Over the years, and especially in the last decade, I’ve tried my best to improve my diet. It’s a hard process, sometimes deliberate and sometimes spur of the moment decision to try another diet. The objective is to live a healthy life every day for the rest of my life.

I’ve tried supplements and vitamins:  At one point some of them helped but once I gave them up slowly, I did not feel any difference. So I gave up on them except the occasional vitamins or supplements whenever the mood fits.

I’ve tried carbo-loading before – (when it was vogue in the 90s). The theory was by eating oodles of noodles, that food is converted into stored energy. I used to eat lots of pasta especially before a long bicycle ride to fuel every ride even though my rides are usually less than 30 miles. The bad news is that you gain more fat and weight doing this.

I’ve tried high protein diets where my carbo only came from vegetables. But I read months later that high protein diets is bad for the kidney if done for more than two weeks or so. I used this diet to lose 2-3 pounds in a few days. But I’m afraid to mess around with my kidney so I stopped.

I also did a “detox” consisting of eating select steamed vegetables (roasting caramelizes the sugar in the food) and adding nutritional supplements because it is a very low calorie process. I lost some weight but this was hard to do consistently. Years later, I read that most of the detox are done by our liver and kidneys already so it’s much better to just watch what I eat instead of subjecting myself to unnecessary suffering.

Over the years, I’ve been mulling some thought in my mind: how to eat healthier. Translation: how to incorporate more berries, fruits and vegetables to my diet and remove animal protein except maybe for fish, and the occasional eggs. We have to be great chefs to come up with really tasty recipes for vegetables and we are always time constraint due to work and family commitments.

Then one day, i watched a documentary called “Fat, Sick and Nearly Dead”. It struck a chord with me. Finally, I found a way to eat more veggies – by juicing. But then I did some research first and found out that juicing may take away the dietary fiber which is essential to cleaning our digestive system. Someone suggested to use a blender instead.

I got a new blender because my old one gets stuck when it encounters ice. To make a smoothie takes about 30-45 minutes. I did some research and found the Ninja.

My wife and I started blending vegetable (and fruits) three weeks ago. Here’s the results (for me):

Slept better.

Felt less tired even after driving almost an hour after work

Smoother food digestion process

My brain seems to work fine even in the late afternoon.

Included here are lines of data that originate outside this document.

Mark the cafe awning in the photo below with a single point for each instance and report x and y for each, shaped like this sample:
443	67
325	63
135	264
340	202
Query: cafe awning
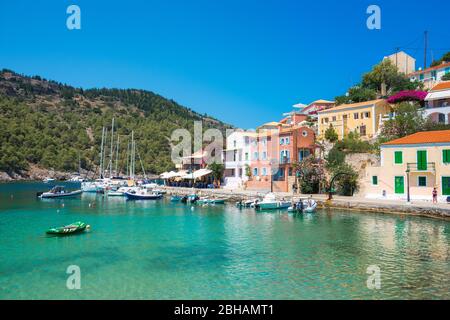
197	174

Eyes seem to see slightly clearer.

Felt less stress in stressful situations (such as heavy traffic).

I lost about three pounds and this time it feels like I’ll maintain my weight better

The difference is highly significant especially because I am no longer in my 30s. Any slight improvement in my well being is much welcome!

On the weekends, we eat regular food but we still avoid the unhealthy ones as much as we can.

The bigger challenge is getting consistent and staying on this healthy diet. But this time, it looks very doable.